Cette importance de la famille, on la retrouve dès l’origine du projet de Françoise : en choisissant de faire des biscuits, elle marche dans les traces de son grand-père pâtissier, pépé Marcel. Ce fameux pépé confectionnait, entre autres douceurs, un très fin sablé servi « aux grandes personnes » avec le café. En se lançant dans le biscuit, Françoise a fait remonter de lointains souvenirs d’enfance où elle préparait des mokes, ces petits biscuits, avec son pépé Marcel… Ni une ni deux, en retrouvant la recette, elle n’a pas hésité longtemps avant d’en faire son biscuit phare, qu’elle décline à toutes les sauces !

La recette du moke est pour Françoise un petit trésor bien gardé… mais pas d’inquiétude, mis à part ce jardin secret trop intime pour être partagé à tous vents sur les internets, Françoise est plutôt généreuse : nous saurons faire un biscuit sucré et un biscuit salé !

Côté sucre, Françoise affectionne beaucoup le biscuit à la crème de lait, une recette picarde dénichée au fin fond des cahiers de cuisine de sa grand-mère. Semblable à une toute petite langue de chat, ce biscuit est bête comme chou à réaliser : au niveau des ingrédients « y’a pas plus simple, c’est un tiers de chaque ! ».

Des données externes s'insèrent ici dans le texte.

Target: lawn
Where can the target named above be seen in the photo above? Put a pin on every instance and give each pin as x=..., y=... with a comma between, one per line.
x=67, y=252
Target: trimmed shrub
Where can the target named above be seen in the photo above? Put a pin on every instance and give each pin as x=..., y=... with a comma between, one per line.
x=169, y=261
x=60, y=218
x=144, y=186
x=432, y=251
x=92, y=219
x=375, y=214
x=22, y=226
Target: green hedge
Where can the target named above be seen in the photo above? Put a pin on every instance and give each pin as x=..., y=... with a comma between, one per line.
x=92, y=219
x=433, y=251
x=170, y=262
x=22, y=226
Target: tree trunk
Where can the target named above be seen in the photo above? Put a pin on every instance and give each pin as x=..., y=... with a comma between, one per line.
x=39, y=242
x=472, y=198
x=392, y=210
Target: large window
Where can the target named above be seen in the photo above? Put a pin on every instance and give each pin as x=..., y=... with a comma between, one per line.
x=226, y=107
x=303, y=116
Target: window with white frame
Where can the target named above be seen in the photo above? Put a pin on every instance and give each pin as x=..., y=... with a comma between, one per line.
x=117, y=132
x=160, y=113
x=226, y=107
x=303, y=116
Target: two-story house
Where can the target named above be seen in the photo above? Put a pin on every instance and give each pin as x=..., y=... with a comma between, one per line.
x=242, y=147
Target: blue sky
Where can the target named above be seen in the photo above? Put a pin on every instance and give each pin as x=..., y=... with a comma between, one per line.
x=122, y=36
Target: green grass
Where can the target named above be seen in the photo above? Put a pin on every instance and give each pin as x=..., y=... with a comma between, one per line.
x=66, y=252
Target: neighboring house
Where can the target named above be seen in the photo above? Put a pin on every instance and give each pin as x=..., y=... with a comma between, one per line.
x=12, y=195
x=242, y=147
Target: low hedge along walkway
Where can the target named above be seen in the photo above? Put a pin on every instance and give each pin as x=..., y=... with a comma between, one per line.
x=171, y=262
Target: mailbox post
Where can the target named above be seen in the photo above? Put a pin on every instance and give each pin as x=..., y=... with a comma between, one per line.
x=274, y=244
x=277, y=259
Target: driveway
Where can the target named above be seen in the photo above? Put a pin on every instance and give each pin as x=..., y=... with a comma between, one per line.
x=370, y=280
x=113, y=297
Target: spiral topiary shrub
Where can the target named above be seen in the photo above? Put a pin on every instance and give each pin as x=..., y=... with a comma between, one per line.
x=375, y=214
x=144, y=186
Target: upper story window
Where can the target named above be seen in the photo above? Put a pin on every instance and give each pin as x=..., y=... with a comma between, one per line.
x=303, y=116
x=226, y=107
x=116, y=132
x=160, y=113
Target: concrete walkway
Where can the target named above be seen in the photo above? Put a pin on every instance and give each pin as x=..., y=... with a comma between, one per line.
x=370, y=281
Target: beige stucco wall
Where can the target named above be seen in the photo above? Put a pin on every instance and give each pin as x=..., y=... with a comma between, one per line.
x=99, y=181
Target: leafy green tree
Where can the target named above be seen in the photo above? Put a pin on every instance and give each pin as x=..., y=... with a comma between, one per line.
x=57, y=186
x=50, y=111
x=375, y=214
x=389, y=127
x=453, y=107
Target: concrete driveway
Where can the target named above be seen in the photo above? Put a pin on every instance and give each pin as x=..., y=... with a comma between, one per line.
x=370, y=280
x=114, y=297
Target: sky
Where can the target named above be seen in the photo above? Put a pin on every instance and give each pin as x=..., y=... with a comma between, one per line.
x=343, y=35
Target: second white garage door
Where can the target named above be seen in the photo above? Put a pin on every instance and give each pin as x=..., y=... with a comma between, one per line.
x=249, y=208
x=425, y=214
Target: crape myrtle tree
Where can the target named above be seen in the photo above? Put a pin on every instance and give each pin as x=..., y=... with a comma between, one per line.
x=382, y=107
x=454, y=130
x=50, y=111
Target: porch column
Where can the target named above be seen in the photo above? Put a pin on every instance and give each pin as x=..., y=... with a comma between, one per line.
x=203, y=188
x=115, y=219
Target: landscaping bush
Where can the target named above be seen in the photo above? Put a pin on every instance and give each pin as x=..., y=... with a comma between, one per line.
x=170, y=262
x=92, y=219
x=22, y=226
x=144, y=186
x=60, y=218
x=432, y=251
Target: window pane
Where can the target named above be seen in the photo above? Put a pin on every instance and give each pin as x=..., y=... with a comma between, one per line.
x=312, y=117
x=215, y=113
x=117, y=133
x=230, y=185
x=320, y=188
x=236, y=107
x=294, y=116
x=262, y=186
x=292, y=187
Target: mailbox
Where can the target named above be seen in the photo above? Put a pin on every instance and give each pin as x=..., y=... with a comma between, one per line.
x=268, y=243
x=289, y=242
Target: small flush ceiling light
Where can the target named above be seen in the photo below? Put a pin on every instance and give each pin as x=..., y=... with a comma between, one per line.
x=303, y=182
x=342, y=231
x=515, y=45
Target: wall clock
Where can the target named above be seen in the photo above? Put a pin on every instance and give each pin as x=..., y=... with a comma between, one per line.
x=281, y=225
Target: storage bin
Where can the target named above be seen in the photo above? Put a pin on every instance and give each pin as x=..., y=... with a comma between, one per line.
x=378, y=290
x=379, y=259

Et pour porter fièrement les valeurs de la Picardie jusque dans sa région d’adoption, Françoise s’est empressée d’inventer un bon biscuit au maroilles.. Il fallait bien ça pour conquérir le palais des Champenois, parfois un peu réfractaires aux notes sucrées. Françoise leur a concocté un petit biscuit salé riche en maroilles, comme un joli clin d’œil à cette habitude qu’ont certains champenois de se faire un casse-croûte au maroilles pendant les vendanges… « J’ai pu glisser mon petit biscuit au maroilles ici en Champagne ! ». Et en échange, Françoise a fini par s’habituer à cette coutume bien locale de consommer du champagne en dehors des jours festifs… échanges de bons procédés entre régions voisines !

 
C'est pas tout ça, mais comment ça se cuisine ?

Imprimez la recette !

Épisode 1 : le biscuit à la crème de lait

Imprimez la recette !

Épisode 2 : le biscuit au Maroilles
 
 

Note de transparence : Françoise nous a reçues avec son rire, sa bonne humeur et une tasse de thé fort bienvenue pour accompagner la dégustation de ses biscuits… Nous la remercions également pour nous avoir fait confiance pour notre première édition de «Patrimoine en Guinguette » en participant au marché de producteurs. Merci à elle pour sa gentillesse et sa bienveillance !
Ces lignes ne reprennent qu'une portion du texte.